第一回「氷雪の門」静岡上映会おぼえがき

 小雨まじりの涼気が久しぶりに駿河湾を包み込んだ八月十五日の昼下がり、JR静岡駅に隣接する中央郵便局の上階、静岡音楽館AOI講堂において、第一回「氷雪の門」静岡上映会(中嶋文雄会長)が開催された。同市市役所本館の静岡市市民ギャラリーでは、「日露戦争百周年特別展・パノラマでつづる栄光と不屈の歩み・・・激動の二十世紀展(近現代史研究会主催)」が開かれるなど、同憂諸賢にとっては、とかく"日本で一番忙しい日"であるにもかかわらず、AOI会館には約百四十人が来場し、北辺の地に置き去りにされた歴史の封印をとく二時間を共有した。
 平凡な乙女たちの崇高な責任感と凄絶な決断は、来場者に「真の人間らしさとは?」を自問する機会を与えたようだ。ドラマが終盤におよぶと暗い客席のあちらこちらからすすり泣きが聴こえた。上映会が終わっても、感動の余韻はロビーにとどまり、樺太引揚者の婦人は、「もっと、もっと、この事実を世間の人達にも知ってほしい」と痛切に訴え、「どうしてテレビ局はこの作品を放映しないのだろう?」という、もどかしさを含んだ意見も錯綜した。

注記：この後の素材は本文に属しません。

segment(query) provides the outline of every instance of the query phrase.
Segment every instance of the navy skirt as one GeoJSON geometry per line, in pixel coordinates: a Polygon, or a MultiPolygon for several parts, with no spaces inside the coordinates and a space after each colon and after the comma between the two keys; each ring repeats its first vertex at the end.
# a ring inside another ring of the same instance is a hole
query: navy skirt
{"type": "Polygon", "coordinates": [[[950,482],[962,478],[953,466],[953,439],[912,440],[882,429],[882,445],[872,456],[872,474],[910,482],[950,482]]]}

 主催者側の一員として印象深かったのは、繊細な群像が象徴する「日本人の美しさ」を再認識する建設的な声が多かったことだろう。かえりみて、あの時、暴虐の限りを尽くしたソビエト兵が防衛しようとした「大祖国」は、半世紀を待たずに地上から消滅しているのである。